Pareti vetro per ufficio: pregi e difetti

Molto apprezzate grazie alla loro capacità di offrire luminosità agli ambienti di lavoro, le pareti divisorie in vetro valorizzano perfettamente la funzionalità degli spazi. Estremamente eleganti, oggi vengono sempre più utilizzate come complemento d’arredo per l’ufficio.

Che si tratti di pareti divisorie fisse o scorrevoli, le pareti vetro per ufficio rappresentano una soluzione interessante e versatile per l’ottimizzazione di ogni ambiente lavorativo.

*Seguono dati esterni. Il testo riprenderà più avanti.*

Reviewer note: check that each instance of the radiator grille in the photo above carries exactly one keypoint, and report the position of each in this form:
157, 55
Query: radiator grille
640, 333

Scegliere oggi una parete divisoria per interni significa investire nella riprogettazione dell’ufficio, riqualificando la separazione delle diverse aree funzionali. La continuità visiva tipica dell’open space rimane però invariata, grazie alla trasparenza del vetro.

Il loro primo punto di forza è la capacità di coniugare perfettamente funzionalità ed estetica, proteggendo allo stesso tempo il comfort acustico necessario a un ambiente adibito all’attività lavorativa.

 

Un investimento strategico per l’ottimizzazione dello spazio

Spesso le pareti divisorie in vetro funzionano attraverso un binario di scorrimento o, in alternativa, possono può essere realizzata mediante un’intelaiatura ancorata al solaio. In entrambi i casi, rappresentano una scelta strategica.

Generalmente rientrano all’interno della categoria dell’arredamento per ufficio grazie alla loro versatilità e flessibilità. La loro presenza in ufficio non passa certo inosservata, ed è per questo che vengono considerate alla stregua di altri elementi d’arredo, spesso anche più tradizionali.

Che si scelga una parete scorrevole o un divisore mobile in vetro, la presenza di questa soluzione può davvero trasformare il design di una stanza in un ambiente di lavoro moderno ed elegante. La loro adattabilità all’ambiente lavorativo già esistente è garantita grazie alla loro realizzazione personalizzabile e su misura.

Le pareti in vetro per gli ambienti business rappresentano una soluzione che offre il giusto livello di riservatezza. Isolano alla perfezione gli spazi, permettendo di scegliere quale grado di trasparenza debba rimanere tra una stanza e l’altra.

È possibile scegliere tra una tipologia di vetro del tutto trasparenze, oppure satinato o opaco. Oltre a ciò, il vetro è decorabile con particolari stampe digitali per un risultato più particolare, capace di raccontare molto del brand dell’azienda.

Proprio come accade per i sistemi per verande esterne, le pareti divisorie mobili possono essere richiuse o reinstallate nuovamente in pochi secondi, offrendo la possibilità di modificare il layout dell’ufficio sulla base delle esigenze aziendali del momento.

 

Un unico grande difetto

Abbiamo descritto le pareti divisorie in vetro come un prodotto tanto creativo quanto efficace quando incluso all’interno degli elementi d’arredo di un ambiente di lavoro. Una scelta che riorganizza al meglio gli spazi in ufficio, donando allo stesso tempo un nuovo livello di luminosità, sfruttando la luce naturale al massimo delle sue potenzialità.

Tuttavia sulle pareti in vetro aleggia un unico e vincolante difetto da tenere in considerazione prima della loro installazione. Si tratta dell’annullamento totale della privacy visiva, generando spesso il cosiddetto “effetto acquario”.

A fronte di questo inconveniente, la soluzione risiede nell’integrazione di prodotti più tradizionali quali le pareti attrezzate o l’impiego di lastre serigrafate. In questo modo si viene a creare una barriera visiva parziale, la quale non interferisce con l’ingresso della luce naturale né con la continuità visiva degli ambienti.